Le dirigeant chypriote grec Nikos Hristodulidis et le président français Emmanuel Macron ont annoncé il y a deux mois que l’accord SOFA serait signé dans le cadre d’une coopération stratégique. L’accord en question a été officialisé par la ministre française de la Défense Catherine Vautrin et le ministre grec de la Défense Vasilis Palmas.
Bien que l’accord ait ouvert la voie au maintien par la France d’une présence militaire permanente dans le sud de Chypre, il est indiqué que l’administration parisienne vise depuis longtemps à déployer des forces militaires permanentes dans la région. Il est indiqué que la France souhaite utiliser le port militaire de Mari et la base militaire Andreas Papandreou de Paphos.

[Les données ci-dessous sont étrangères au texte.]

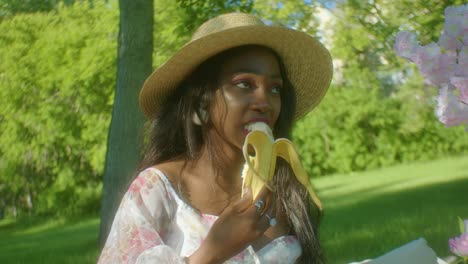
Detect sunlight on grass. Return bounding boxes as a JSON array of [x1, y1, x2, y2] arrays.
[[0, 218, 99, 263], [314, 157, 468, 263], [0, 156, 468, 264]]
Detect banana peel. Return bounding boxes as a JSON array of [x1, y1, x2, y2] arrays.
[[242, 123, 322, 210]]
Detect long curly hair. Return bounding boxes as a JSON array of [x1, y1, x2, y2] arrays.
[[139, 45, 325, 263]]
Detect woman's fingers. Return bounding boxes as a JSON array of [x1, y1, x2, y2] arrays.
[[232, 188, 253, 213]]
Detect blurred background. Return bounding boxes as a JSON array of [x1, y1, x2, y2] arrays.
[[0, 0, 468, 263]]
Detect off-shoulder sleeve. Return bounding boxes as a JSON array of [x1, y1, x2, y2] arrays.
[[98, 170, 184, 264]]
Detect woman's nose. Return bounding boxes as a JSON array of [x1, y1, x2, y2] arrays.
[[252, 86, 272, 113]]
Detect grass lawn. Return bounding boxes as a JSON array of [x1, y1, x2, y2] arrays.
[[0, 156, 468, 264], [0, 217, 99, 264], [313, 156, 468, 263]]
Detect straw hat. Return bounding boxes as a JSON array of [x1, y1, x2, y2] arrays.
[[140, 13, 333, 120]]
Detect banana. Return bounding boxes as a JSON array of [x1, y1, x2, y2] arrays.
[[242, 122, 322, 210]]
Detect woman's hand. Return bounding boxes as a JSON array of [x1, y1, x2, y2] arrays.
[[188, 187, 276, 264]]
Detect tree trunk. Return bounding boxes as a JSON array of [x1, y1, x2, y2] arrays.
[[99, 0, 153, 246]]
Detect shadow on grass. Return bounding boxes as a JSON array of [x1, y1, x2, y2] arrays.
[[321, 176, 468, 263], [0, 219, 99, 263]]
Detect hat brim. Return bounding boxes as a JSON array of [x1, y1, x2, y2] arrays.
[[140, 25, 333, 120]]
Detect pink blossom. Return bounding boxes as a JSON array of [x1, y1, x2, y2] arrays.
[[395, 4, 468, 128], [413, 43, 457, 86], [450, 76, 468, 104], [455, 43, 468, 76], [449, 233, 468, 257], [436, 85, 468, 126]]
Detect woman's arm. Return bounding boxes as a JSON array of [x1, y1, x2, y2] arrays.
[[98, 170, 184, 264]]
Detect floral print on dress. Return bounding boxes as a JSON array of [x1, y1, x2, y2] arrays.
[[98, 168, 302, 264]]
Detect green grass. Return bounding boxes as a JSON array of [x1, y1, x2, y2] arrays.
[[0, 156, 468, 264], [314, 156, 468, 263], [0, 218, 99, 264]]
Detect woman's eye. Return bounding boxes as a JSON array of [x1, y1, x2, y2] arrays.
[[235, 82, 250, 89], [271, 85, 281, 94]]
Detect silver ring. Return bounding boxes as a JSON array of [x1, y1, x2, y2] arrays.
[[255, 200, 265, 214], [264, 213, 278, 227]]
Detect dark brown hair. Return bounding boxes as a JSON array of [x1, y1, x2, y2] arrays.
[[140, 45, 324, 263]]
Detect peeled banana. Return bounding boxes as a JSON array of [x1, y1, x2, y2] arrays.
[[242, 122, 322, 210]]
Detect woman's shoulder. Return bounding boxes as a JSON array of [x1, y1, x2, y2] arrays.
[[151, 160, 184, 182]]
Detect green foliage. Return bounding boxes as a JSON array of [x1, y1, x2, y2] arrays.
[[0, 3, 118, 218], [294, 0, 468, 175], [293, 81, 468, 176]]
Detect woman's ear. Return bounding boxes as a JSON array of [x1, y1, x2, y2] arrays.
[[192, 109, 208, 126]]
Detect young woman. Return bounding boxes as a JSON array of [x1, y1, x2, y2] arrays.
[[99, 13, 332, 263]]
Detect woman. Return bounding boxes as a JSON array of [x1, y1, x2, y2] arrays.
[[99, 13, 332, 263]]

En revanche, il a été noté que la France maintient une unité de défense aérienne sur l’île depuis mars 2026, et que l’unité en question a été envoyée dans la région après qu’un drone kamikaze, déclaré appartenir à l’Iran, ait frappé la base britannique sous administration chypriote grecque.
Réaction dure de la RTCN
Le Premier ministre de la RTCN, Ünal Üstel, a déclaré que la France n’avait aucun lien historique, géographique ou politique avec Chypre et a déclaré que les tentatives de l’administration Macron d’accroître sa présence militaire en Méditerranée orientale pourraient affecter négativement les équilibres délicats de la région.

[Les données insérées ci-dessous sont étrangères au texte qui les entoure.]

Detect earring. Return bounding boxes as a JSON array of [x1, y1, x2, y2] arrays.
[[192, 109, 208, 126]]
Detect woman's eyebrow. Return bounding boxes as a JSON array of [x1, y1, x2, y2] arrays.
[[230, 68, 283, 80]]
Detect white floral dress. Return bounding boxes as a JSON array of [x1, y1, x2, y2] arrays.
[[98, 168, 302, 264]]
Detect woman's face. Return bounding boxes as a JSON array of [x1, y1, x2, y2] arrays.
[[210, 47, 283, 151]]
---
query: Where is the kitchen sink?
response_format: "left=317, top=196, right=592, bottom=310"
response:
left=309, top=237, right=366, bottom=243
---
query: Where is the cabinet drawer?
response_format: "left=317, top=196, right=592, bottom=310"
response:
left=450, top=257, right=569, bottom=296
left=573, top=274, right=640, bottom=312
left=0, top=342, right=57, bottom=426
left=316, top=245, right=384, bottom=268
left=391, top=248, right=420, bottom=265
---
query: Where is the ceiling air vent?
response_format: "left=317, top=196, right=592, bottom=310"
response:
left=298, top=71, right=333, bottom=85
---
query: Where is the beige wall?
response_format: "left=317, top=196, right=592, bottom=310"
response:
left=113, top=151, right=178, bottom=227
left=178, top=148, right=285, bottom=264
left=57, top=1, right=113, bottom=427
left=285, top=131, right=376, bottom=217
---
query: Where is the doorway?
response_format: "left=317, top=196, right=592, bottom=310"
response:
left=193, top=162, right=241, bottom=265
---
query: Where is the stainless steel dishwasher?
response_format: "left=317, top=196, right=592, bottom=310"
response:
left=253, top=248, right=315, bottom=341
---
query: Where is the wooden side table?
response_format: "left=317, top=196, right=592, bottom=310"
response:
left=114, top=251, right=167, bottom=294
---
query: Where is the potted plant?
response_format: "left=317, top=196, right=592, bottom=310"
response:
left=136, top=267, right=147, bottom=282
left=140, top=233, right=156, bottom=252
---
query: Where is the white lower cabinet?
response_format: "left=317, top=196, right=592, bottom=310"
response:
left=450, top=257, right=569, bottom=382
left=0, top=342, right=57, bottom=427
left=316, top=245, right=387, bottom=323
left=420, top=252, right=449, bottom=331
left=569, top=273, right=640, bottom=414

Dans sa déclaration, Üstel a déclaré : « Les cercles qui agissent dans le but de modifier les équilibres en Méditerranée orientale en leur faveur devraient très bien savoir que toute initiative visant les droits et intérêts légitimes de la patrie, de la République de Turquie, qui est une puissance importante et un meneur de jeu à l’échelle régionale et mondiale, et du peuple chypriote turc n’atteindra pas son objectif. dit-il.
Activité dans le ciel de l’île
L’activité dans le ciel insulaire les jours où l’accord a été signé a également attiré l’attention. Le ministre grec de la Défense Nikos Dendias, la ministre française de la Défense Catherine Vautrin et des responsables néerlandais de la Défense se sont rendus dans le sud de Chypre dans le cadre de la réunion des ministres de la Défense de l’Union européenne.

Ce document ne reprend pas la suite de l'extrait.